Vladimir Tumanov tarafından yazılan ve Sadi Güran tarafından resimlenen kitap Türkçe'ye Mine Kazmaoğlu tarafından çevrilmiş. Öncelikle bu kitaba yukarıda bahsini geçtiğim sohbet nasıl geldi ona kısaca değinmek istiyorum. Eğitim sistemi üzerine eleştirilerini çözüm üretme noktasında ilerleten ve bunu yaparken de edebiyata sığınanlardan bahsediyorduk. Gordon Korman'ın Yeteneksiz kitabı bu anlamda iyi bir örnek olarak duruyordu karşımızda. Sonra sevgili Toprak Işık'ın da romanlarında fen bilgisini eriterek ve zevkle çocuklara ulaştırdığına değindik. Elbette Berk'in maceraları da eklendi bu konulara. Sonrasında da Greg Tan'ın "eğlenceli matematik masalları"ndan bahsettik kısaca. Bu kitapların ortak özelliği zor gibi görünen bazı kavramların edebiyatla buluşması ve o tadın etrafında keyfe dönüşmesiydi. Kaan Elbingin de bu yazıya konu olan kitaptan bahsetti ve merakımızı harekete geçirdi. Şimdi de keyfine vardığım bir kitabı sizlere de aktarma niyetindeyim.

Kitabın girişinde yazarın bu kitabı yazma nedeni onun ağzından aktarılıyor. Okulda matematik konusunda sıkıntı yaşayan oğlu Aleks'e değil de tüm çocuklara yardımcı olmak isteyen bir yazar ve baba var karşımızda. Bu insanların kaygılarını ve çözüm üretme şekillerini seviyorum. En çok da kendi çocukları için istedikleri "iyi"yi diğer çocuklar için de istemeleri bende saygı uyandırıyor. Vladimir Tumanov iyi bir iş çıkarıyor ve fantastik öğelerle bezenmiş bir roman etrafında çocukların matematiğe olan ilgilerini arttırıyor. İlköğretim düzeyindeki çocukların matematik seviyelerine hitap eden roman oldukça eğlenceli ve heyecanlı. Zindana hapsedilecek bir kraliçeyi kurtarmaya çalışan üç arkadaşın hikayesi konu oluyor kitaba. Önlerinde 400 soru var ve bunları çözmedikçe kapılar açılmıyor. Sihir ve büyü de ekleniyor kitaba. Her soruda çocukların yaşadığı heyecanı hissediyorsunuz üzerinizde. Telaş ve panikleme de yaşadığım duygular arasında doğrusu.

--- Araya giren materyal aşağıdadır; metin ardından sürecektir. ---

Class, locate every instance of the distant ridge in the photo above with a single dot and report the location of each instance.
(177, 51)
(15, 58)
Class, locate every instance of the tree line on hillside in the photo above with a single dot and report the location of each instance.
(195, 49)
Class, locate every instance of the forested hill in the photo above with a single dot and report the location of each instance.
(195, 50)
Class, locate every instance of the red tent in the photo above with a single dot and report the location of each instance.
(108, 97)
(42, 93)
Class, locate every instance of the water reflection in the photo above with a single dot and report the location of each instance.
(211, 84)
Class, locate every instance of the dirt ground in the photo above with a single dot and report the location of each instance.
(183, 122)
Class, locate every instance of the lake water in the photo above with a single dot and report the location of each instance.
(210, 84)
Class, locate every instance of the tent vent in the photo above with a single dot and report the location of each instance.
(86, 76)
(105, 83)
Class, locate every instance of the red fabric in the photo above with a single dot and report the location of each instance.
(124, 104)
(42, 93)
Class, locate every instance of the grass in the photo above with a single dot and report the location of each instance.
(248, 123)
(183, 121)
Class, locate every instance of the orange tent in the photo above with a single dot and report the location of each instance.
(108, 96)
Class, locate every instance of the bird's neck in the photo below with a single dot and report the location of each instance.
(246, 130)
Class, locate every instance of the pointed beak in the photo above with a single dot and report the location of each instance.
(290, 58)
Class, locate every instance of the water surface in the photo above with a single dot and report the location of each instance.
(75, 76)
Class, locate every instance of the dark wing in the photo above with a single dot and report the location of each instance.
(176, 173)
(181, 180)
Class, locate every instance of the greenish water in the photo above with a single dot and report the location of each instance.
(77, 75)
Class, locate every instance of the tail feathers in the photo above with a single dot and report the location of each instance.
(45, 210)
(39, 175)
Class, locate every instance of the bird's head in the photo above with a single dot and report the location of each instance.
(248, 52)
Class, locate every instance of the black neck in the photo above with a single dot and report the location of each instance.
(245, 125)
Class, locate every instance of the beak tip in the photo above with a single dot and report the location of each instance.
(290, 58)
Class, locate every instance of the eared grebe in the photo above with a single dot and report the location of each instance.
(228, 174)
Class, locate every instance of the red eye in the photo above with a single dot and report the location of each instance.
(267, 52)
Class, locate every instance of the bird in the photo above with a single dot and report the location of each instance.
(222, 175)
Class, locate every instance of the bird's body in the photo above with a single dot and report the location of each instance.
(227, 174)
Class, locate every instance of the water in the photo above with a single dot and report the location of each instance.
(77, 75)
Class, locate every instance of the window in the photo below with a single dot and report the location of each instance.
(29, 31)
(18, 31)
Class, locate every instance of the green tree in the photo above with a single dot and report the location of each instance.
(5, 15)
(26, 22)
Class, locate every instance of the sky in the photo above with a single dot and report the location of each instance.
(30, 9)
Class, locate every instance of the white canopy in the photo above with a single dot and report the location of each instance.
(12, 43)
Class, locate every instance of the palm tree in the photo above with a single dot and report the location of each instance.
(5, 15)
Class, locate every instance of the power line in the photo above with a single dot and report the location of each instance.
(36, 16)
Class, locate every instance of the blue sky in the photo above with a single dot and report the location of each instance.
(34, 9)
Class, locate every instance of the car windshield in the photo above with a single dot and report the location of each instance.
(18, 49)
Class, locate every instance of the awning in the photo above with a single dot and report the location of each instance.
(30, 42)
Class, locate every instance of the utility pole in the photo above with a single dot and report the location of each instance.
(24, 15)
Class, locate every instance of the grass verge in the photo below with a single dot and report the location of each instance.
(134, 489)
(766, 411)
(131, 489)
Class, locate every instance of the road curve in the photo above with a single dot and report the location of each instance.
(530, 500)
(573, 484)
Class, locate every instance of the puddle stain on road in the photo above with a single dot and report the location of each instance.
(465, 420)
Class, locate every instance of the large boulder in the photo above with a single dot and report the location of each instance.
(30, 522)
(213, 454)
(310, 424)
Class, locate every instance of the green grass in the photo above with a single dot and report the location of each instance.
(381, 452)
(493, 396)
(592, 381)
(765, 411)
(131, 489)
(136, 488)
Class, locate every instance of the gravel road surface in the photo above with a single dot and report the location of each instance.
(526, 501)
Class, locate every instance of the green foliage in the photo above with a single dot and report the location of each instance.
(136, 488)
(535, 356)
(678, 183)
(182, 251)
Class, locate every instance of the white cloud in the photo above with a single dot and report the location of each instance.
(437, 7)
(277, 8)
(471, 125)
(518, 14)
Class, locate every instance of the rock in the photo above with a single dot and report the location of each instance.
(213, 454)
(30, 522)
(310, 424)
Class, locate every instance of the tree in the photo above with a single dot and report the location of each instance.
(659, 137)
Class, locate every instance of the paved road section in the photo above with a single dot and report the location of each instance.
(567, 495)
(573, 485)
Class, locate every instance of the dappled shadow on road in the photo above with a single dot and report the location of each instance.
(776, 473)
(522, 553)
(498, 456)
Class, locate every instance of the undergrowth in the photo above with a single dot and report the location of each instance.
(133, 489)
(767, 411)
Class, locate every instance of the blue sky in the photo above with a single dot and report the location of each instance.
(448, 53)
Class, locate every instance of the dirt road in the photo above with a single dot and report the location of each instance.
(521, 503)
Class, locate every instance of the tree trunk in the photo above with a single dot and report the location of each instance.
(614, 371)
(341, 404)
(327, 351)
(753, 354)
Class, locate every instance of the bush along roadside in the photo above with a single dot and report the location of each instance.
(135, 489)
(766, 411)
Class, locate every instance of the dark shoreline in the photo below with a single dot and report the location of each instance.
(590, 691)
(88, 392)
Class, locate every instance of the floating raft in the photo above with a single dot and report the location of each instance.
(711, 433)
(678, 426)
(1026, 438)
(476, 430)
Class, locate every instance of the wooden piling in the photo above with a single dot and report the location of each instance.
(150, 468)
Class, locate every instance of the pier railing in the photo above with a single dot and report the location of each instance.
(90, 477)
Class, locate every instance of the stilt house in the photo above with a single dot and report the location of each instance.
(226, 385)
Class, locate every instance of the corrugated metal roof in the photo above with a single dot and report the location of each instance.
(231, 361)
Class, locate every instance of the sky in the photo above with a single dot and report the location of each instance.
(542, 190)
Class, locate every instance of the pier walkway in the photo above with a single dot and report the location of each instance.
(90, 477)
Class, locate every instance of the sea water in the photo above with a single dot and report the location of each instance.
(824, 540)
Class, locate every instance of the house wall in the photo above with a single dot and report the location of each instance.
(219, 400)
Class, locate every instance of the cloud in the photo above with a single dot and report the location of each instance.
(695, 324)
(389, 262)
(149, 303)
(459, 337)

Tüm kitap boyunca anladığım temel şey şuydu; bir konunun doğrudan ve tek bir yolla anlatımının her zaman istenen veya beklenen sonucu getirmeyeceği. Eğitim sistemi de bu anlamda kendini yenileyebilir. Örneğin oyuna dönüşen her şeyin çocuklar tarafından daha rahat alımlandığına dair çokça yazı var. Bence de doğru bir şey bu. Kendi coğrafya öğretmenimi hatırladım kitabı okurken. Taraçaları anlatırken aniden tahtaya etekleri zil çalan bir kız çizip, sonra da oynamıştı. Hiç unutmam mesela o halini. Çok severdi öğrettiği konuları. Sevdiği için de kalıcı olacak şekilde anlatırdı. Sanki evinden birisinden bahseder gibi yakındı tüm kavramlar ona. Bu kitap için de aynı şeyi söyleyebilirim. Yazar konuları biliyor, hemen tüm öğretmenlerin bildiği gibi. Ancak aradaki fark, bunu çocuklar için sıkıcı bir hal almadan, güçlüğü hissettirilmeden öğretebilmek. Eğlenerek ve oyun haline getirerek çocuk için alımlamasını kolay hale getirmek. Galiba hayatın kendisi oyun ve biz oyun içindeki rollerimizi seviyoruz. Hele de ilköğretim çağındaysanız kahraman olacağınız, bir kraliçeyi kurtaracağınız bir olay elinize sunulsa, siz de eminim hemen soruları yanıtlamaya çalışırdınız. Diyeceğim o ki, sadece bilmek değil, elinizdeki yaş grubunun psikolojik özelliklerini de içselleştirmeniz gerekiyor öğretebilmeniz için. Sanırım yazar bunu da iyi yapıyor.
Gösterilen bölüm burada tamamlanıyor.